Soon after this discovery, the riddle of the flashforward is solved. At the same time as the LHC was running, a pulse of neutrinos arrived from the remnant of supernova 1987A. The remnant is not a neutron star, but a quark star, a superdense body of strange matter. Starquakes cause it to emit a neutrino pulse at unpredictable intervals. As the date of everyone's visions approaches, a satellite is launched into an orbit close to that of Pluto, from where it can give several days warning of another neutrino pulse arriving. The neutrinos travel slower than light, since they have mass, and thus a radio message (though the book uses the notion of "faster-than-light communication" involving tachyons) from the satellite will arrive at Earth before the neutrinos do. The intent is to run the LHC again and create another flashforward.

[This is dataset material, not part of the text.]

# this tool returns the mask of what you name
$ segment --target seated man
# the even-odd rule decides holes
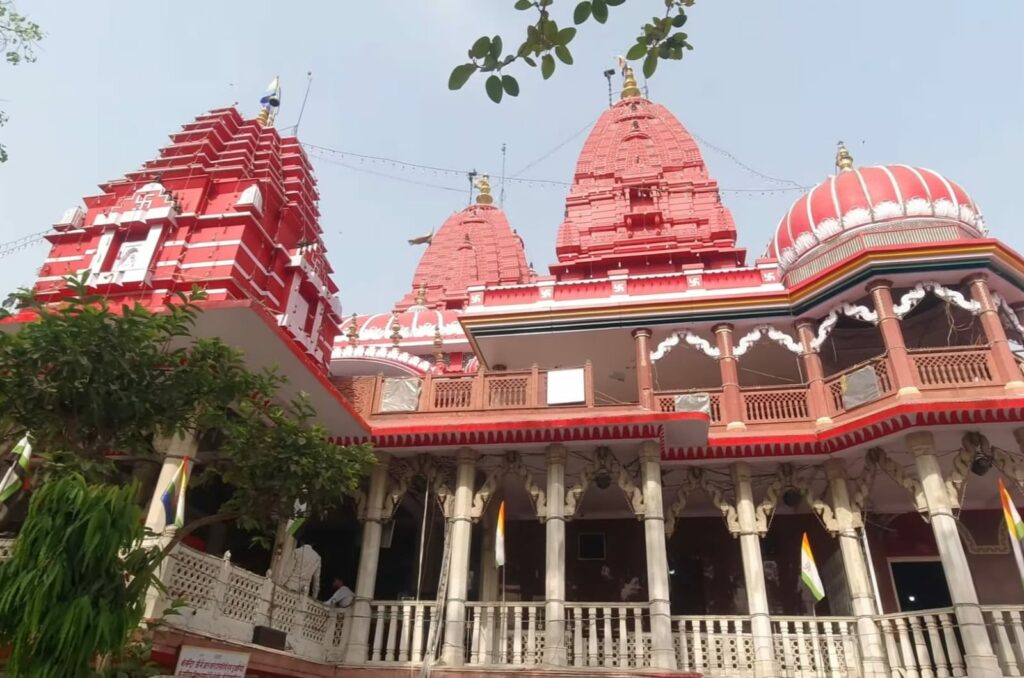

Philosophical and scientific issues discussed

The novel discusses free will and determinacy, the Copenhagen interpretation, Transactional interpretation and the Omega Point. The latter is put in a Christian context, through the character of Cheung, the rich Christian capitalist who finances the immortality project. In a "NewsFlash" in the novel, Pope Benedict XVI - a reference which proved prescient since Cardinal Joseph Ratzinger became Pope Benedict XVI in 2005, six years after the novel was written, and was the serving pope in 2009 - reserves judgement on whether the Flashforward was a miracle or not.

TV adaptation

The FlashForward television series based loosely on the novel aired on ABC between September 24, 2009 and May 27, 2010. It differs from the novel by following non-scientists, including lead characters FBI Special Agent Mark Benford (Joseph Fiennes), Special Agent Demetri Noh (John Cho), and an FBI team investigating the Flashforward. The adaptation also changes the blackout time from under two minutes to two minutes and seventeen seconds, as well as the flashforward moving consciousness six months forward, not twenty-one years; time progresses normally during the event, and security cameras capture footage of people blacked out for the full time period. A character named Lloyd Simcoe does appear. However, he only partly resembles the character in the novel.

The story was also changed from taking place primarily in Geneva, Switzerland, (at and around the CERN facility), to the United States, primarily Los Angeles, California. Also, the flashforward event was portrayed as a terrorist attack, as opposed to the result of unforeseen circumstances.